St. Patrick Catholic Church, Racine, WI is a nationally known landmark building designed in 1924 by the Chicago architect Barry Byrne (1883-1967). The structure had fallen on hard times and needed extensive remediation work as well as renovation, requiring complete exterior and interior restoration. The interior had been modified from its original floor plan after the reforms of the Second Vatican Council, much to its detriment.
The owner retained Rossi Construction Co, Inc. to rebuild the terra cotta finials, repair the roof and re-point the masonry. After this work had been completed Rossi and the owner engaged Studios of Potente, Inc. to collaborate on a plan to renew the interior.

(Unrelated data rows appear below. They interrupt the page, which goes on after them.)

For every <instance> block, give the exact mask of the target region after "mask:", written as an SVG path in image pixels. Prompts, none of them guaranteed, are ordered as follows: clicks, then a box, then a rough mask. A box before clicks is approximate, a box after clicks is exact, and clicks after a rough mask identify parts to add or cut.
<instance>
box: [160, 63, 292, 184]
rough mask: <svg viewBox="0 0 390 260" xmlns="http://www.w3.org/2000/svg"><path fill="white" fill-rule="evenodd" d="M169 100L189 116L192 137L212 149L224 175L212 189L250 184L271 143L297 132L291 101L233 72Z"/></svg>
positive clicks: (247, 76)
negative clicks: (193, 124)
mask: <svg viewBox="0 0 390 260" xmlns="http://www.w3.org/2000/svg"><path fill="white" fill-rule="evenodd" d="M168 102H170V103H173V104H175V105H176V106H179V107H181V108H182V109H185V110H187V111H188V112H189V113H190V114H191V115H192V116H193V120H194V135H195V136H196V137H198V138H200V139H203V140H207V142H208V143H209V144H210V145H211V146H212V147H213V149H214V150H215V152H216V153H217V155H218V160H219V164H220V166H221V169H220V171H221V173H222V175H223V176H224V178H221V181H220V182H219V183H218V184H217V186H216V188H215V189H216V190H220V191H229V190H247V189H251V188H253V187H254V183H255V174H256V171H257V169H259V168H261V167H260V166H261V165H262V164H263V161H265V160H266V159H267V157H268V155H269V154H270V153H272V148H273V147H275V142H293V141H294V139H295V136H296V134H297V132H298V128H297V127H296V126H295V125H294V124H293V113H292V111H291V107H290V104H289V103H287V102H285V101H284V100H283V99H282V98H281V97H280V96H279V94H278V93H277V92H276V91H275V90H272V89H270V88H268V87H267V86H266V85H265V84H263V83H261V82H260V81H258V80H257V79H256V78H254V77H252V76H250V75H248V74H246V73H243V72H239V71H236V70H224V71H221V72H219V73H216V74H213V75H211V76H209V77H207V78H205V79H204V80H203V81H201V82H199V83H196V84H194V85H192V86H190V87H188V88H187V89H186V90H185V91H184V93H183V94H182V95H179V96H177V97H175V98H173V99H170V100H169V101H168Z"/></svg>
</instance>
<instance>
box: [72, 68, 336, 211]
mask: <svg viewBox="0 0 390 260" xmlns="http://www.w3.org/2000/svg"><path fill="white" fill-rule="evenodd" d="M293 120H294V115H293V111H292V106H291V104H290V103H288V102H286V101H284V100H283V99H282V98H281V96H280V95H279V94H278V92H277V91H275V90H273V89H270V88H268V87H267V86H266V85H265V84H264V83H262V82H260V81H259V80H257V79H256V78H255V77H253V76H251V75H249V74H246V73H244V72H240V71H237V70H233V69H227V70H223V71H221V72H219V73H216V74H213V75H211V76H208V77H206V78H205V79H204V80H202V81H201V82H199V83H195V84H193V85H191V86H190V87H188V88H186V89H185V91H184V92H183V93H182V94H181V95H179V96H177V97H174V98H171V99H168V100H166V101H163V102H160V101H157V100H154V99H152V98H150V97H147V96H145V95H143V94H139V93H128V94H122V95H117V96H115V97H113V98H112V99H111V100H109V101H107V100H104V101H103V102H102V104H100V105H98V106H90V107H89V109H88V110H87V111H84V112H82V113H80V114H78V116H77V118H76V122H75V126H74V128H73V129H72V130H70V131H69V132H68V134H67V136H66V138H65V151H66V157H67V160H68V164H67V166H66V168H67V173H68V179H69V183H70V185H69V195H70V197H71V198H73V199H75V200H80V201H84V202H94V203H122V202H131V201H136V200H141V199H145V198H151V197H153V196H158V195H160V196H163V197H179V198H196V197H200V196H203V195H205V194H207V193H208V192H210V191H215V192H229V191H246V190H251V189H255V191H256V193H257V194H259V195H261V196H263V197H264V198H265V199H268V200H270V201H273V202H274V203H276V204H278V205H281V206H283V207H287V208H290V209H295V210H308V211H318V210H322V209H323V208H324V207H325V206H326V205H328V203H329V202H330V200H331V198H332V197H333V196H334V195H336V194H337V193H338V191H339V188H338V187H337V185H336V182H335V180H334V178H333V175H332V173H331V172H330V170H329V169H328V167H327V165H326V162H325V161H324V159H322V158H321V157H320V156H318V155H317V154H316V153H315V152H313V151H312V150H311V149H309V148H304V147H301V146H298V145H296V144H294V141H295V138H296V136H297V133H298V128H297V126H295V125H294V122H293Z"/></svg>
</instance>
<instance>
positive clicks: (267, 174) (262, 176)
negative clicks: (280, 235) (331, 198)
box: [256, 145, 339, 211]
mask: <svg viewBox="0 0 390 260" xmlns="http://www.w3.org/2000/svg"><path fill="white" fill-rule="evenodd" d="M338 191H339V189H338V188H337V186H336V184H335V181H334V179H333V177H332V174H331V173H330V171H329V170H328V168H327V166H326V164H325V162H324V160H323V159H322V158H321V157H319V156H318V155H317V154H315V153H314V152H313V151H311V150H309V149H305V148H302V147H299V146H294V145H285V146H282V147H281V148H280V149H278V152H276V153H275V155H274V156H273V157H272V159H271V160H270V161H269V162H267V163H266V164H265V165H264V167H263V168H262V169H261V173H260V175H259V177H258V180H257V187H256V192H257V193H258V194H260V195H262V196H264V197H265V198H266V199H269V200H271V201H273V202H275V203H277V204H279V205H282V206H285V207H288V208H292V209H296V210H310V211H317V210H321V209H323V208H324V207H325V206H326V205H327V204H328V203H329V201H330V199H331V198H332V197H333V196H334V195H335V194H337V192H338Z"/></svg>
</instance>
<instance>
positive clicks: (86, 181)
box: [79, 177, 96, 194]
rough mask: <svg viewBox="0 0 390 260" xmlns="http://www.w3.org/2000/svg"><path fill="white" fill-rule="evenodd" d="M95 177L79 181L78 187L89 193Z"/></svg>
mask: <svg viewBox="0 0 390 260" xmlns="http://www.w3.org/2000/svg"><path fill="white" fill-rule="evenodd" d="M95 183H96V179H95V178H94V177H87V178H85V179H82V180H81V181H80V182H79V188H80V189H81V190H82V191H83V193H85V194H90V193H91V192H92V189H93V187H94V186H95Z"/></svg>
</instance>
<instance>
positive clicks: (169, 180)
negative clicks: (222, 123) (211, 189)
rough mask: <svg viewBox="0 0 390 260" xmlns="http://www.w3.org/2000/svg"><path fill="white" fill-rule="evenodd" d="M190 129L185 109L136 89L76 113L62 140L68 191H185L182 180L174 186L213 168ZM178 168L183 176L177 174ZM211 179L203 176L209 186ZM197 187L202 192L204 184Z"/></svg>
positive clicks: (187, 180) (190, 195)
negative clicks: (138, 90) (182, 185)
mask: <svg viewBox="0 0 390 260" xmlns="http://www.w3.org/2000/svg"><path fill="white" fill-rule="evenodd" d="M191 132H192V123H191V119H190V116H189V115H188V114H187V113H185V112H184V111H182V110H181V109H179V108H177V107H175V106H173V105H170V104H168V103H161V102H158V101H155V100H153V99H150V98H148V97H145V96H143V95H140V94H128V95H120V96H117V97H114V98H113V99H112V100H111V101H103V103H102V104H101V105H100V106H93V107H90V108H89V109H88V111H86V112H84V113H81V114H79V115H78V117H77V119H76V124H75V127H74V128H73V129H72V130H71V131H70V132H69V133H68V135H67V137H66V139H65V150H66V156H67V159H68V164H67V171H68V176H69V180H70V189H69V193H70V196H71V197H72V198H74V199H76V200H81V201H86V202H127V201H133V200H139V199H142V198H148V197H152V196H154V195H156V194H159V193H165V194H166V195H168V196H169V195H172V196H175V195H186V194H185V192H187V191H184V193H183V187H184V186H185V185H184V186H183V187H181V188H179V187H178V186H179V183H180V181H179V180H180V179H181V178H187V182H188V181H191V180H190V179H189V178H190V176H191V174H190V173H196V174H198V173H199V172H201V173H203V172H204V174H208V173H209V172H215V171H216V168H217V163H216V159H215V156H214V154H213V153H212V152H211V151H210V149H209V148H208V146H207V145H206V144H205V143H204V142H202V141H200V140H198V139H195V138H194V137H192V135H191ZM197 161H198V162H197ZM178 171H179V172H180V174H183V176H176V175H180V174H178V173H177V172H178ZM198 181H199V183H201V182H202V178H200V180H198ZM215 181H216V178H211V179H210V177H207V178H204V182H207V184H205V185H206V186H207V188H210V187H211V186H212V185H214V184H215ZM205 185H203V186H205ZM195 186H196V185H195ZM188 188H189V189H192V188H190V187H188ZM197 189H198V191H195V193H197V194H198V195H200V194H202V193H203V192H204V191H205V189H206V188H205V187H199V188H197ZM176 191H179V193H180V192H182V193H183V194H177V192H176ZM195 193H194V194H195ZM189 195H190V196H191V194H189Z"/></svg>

The objective was to restore as many of the original architectural elements as possible while maintaining the floor plan requirements of a modern Roman Catholic worship space. While a screen separation, constructed by The Studios of Potente furniture shop, between the newly recovered sacristy and the sanctuary could reproduce the spirit of the original masonry partition, the original east-facing fixed altar of sacrifice was no longer ritually correct. The owner chose to use his existing freestanding wooden altar and ambo, moved forward on the original platform. The tabernacle was moved to the center of the new screen from a side altar location.

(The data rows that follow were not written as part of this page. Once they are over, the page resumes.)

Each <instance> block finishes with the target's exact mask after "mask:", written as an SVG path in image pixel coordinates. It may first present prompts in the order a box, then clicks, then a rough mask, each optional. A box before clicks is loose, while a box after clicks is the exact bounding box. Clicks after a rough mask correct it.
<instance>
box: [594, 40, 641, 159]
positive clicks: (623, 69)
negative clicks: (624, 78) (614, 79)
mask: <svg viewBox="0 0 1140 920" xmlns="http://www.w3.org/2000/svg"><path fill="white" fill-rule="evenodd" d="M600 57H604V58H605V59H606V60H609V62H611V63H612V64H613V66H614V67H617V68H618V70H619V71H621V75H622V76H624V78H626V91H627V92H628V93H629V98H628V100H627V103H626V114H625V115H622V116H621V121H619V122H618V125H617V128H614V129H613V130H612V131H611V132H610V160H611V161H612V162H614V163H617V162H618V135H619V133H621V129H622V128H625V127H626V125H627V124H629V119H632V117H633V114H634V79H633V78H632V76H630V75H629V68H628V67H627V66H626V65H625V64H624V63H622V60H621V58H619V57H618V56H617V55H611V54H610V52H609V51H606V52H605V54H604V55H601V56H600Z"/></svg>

The building had no toilet facilities and no parents’ room – these were to be created at the rear of the nave by extending the balconies, reproducing the original balcony facades to do so. Potente reproduced the original Byrne design motifs in the stained glass panels added to complete the rear wall elevations. The votive area dedicated to Our Lady of Guadalupe was shifted to a new space at the rear of the nave.
The carpeting was removed entirely and the floors were restored to their original terrazzo material and a ramp was added to the sanctuary to make it accessible. Granite tile in a contrasting color was used as infill at places such as the former location of the communion railing and the surface of the newly constructed handicapped ramp.
Potente proposed a lighting program that included perimeter valance lighting and replacement of the existing downlights with new quartz lighting. The original Byrne copper sconces were restored and rewired and the station accent lighting was updated.
Reproduction prairie style lighting fixtures were added under the balcony and in the gathering space at the entrance. All of the lighting is now controlled by a new digital dimming device.
The ceiling, covered with cellotex acoustical tile in the late 1940’s, was stripped of this tile and replastered with a dryvit system that closely matched the original swirled plaster surface of the Byrne design. This was then painted in cream colors using a couple of different tones to highlight the architectural detailing. The new sound system speakers were painted to match the general tones of the plaster ceiling.
Despite that fact that a generous donor appeared to cover the cost of the majority of the work, it was impossible to completely restore the interior, leaving the pews and the floor under the pews, the liturgical furniture and the replacement of the exterior storm glass for another day.